São Paulo - A privacidade no sanitário das damas está ameaçada: o lugar virou assunto público. Ao mesmo tempo em que a publicação norte-americana ''O Livro Secreto do Banheiro Feminino'' chega ao mercado brasileiro, uma segunda obra traz à tona o mesmo tema no País. Trata-se de ''Banheiro Feminino, o Livro'', impresso pela editora As Cibernéticas para comemorar os 12 anos do site www.banheirofeminino.com.br, que lhe empresta o título, criado pela arquiteta Andrea Cals.
O banheiro de Andrea é pura ironia ácida, destilada por meio de personagens hilários, como o ''tio da limpeza'', uma espécie de consultor sentimental que ela define como ''espião masculino'' naquele espaço tão exclusivo. ''No banheiro as mulheres se solidarizam: viram a melhor amiga de quem chega chorando, emprestam batons. Ali se ouve conversas fantásticas, se lê coisas escatológicas nas portas dos lugares mais chiques'', diz.
Enquanto o livro de Andrea tem o apelo da comédia de costumes, calcada em experiências próprias compartilhadas por meio de artigos no universo on-line, a obra de Jo Barrett, nascida no Japão e naturalizada norte-americana, protege-se no romance. Em ''O Livro Secreto do Banheiro Feminino'', ela narra as aventuras da escritora Claire John, que tem uma trajetória muito parecida com a sua. A personagem garante que o melhor conselho ouvido veio de um banheiro: ''Homem não casa com mulher desesperada'', escreve.

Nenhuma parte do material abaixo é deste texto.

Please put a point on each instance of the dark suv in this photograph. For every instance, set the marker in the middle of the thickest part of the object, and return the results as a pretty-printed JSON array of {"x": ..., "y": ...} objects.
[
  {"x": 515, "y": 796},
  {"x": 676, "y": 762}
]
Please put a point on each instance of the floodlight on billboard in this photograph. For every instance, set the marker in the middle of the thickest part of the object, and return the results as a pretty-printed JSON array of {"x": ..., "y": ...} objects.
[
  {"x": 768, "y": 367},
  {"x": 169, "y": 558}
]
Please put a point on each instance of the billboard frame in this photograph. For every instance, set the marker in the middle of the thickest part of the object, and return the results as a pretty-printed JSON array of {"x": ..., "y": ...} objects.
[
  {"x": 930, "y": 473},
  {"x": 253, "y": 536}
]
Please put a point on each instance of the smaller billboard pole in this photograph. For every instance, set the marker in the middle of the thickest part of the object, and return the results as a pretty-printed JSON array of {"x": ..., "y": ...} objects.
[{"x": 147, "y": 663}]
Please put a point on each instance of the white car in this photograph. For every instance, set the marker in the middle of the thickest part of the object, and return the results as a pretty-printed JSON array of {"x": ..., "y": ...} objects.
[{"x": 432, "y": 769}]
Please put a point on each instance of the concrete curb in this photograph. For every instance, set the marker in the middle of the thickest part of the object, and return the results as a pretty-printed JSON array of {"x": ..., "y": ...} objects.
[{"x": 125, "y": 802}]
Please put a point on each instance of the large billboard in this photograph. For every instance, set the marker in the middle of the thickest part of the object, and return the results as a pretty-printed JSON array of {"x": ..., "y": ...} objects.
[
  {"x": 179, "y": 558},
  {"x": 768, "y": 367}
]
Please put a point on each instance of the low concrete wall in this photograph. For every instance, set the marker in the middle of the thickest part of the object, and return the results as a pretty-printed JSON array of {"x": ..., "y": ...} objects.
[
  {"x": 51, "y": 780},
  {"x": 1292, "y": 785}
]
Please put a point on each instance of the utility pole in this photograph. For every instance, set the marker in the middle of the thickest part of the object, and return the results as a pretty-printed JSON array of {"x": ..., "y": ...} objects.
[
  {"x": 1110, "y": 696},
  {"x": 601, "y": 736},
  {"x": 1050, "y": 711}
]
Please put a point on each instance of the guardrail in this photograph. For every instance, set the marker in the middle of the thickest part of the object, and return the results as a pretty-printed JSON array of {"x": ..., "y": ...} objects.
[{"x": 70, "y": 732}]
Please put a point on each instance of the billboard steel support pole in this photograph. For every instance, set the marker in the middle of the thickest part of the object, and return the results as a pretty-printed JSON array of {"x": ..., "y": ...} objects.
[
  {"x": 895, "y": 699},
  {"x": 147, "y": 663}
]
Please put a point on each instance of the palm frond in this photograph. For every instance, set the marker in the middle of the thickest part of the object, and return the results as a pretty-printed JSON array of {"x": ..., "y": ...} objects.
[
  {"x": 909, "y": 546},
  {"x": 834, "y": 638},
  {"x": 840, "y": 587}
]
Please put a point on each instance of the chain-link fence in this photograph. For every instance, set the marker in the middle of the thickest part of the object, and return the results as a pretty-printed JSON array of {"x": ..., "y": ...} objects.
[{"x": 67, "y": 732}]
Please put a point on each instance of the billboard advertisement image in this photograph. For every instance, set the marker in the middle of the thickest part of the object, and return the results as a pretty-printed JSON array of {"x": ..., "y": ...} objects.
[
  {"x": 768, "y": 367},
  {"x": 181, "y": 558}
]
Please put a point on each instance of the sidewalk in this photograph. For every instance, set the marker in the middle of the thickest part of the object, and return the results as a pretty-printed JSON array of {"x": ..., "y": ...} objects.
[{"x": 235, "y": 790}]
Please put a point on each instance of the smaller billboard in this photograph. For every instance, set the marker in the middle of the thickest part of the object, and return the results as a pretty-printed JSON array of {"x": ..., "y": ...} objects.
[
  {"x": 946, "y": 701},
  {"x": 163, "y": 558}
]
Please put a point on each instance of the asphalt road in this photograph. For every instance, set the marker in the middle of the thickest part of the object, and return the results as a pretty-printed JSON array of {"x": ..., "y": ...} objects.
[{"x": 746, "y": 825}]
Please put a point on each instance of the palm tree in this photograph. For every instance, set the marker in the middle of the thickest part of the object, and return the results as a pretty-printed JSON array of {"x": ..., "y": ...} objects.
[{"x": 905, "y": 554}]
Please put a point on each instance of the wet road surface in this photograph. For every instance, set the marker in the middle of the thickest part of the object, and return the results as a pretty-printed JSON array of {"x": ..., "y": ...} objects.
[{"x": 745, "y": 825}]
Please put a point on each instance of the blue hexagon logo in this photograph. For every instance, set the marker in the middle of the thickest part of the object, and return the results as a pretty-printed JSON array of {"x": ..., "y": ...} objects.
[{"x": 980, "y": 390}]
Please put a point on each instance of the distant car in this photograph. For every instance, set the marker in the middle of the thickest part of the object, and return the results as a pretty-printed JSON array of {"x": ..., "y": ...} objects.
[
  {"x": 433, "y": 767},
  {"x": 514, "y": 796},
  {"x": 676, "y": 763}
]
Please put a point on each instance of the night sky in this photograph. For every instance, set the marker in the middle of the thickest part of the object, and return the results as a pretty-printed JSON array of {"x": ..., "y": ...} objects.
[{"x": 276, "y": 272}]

Segundo a ficção de Jo, mulheres em conluio no banheiro são ''felinas, traiçoeiras, bruxas cruéis''. A autora chegou a essa conclusão após uma pesquisa de campo pelos banheiros do mundo. ''Enquanto as chinesas são comedidas nas confissões, as indonésias decidem se um homem visto na pista vale um sexo casual. E as canadenses acham normal fazer sexo espremidas na cabine do WC'', descreve. A curiosa filosofia sanitária da escritora resultou em uma classificação dos tipos básicos que circulam pelos banheiros.
A roteirista e dramaturga Regiana Antonini também acredita no potencial dramatúrgico do WC das mulheres. A peça ''Banheiro Feminino'', que ela escreveu em 1995, acaba de voltar ao circuito teatral. ''Tenho ainda um texto inédito, o 'Banheiro Feminino 2', composto por várias esquetes. Uma delas se passa em uma boate gay'', conta.
Para ela, o banheiro é a porta de entrada para todo o universo feminino. ''O banheiro é um close na intimidade feminina. Há coisas que uma mulher só confidencia no banheiro. Lá ela se expõe, se abre com a amiga. E esse universo sempre aguça a curiosidade dos homens: afinal, por que sempre vão juntas, por que demoram tanto no banheiro? Ele não é, definitivamente, apenas um lugar para fazer xixi'', conclui.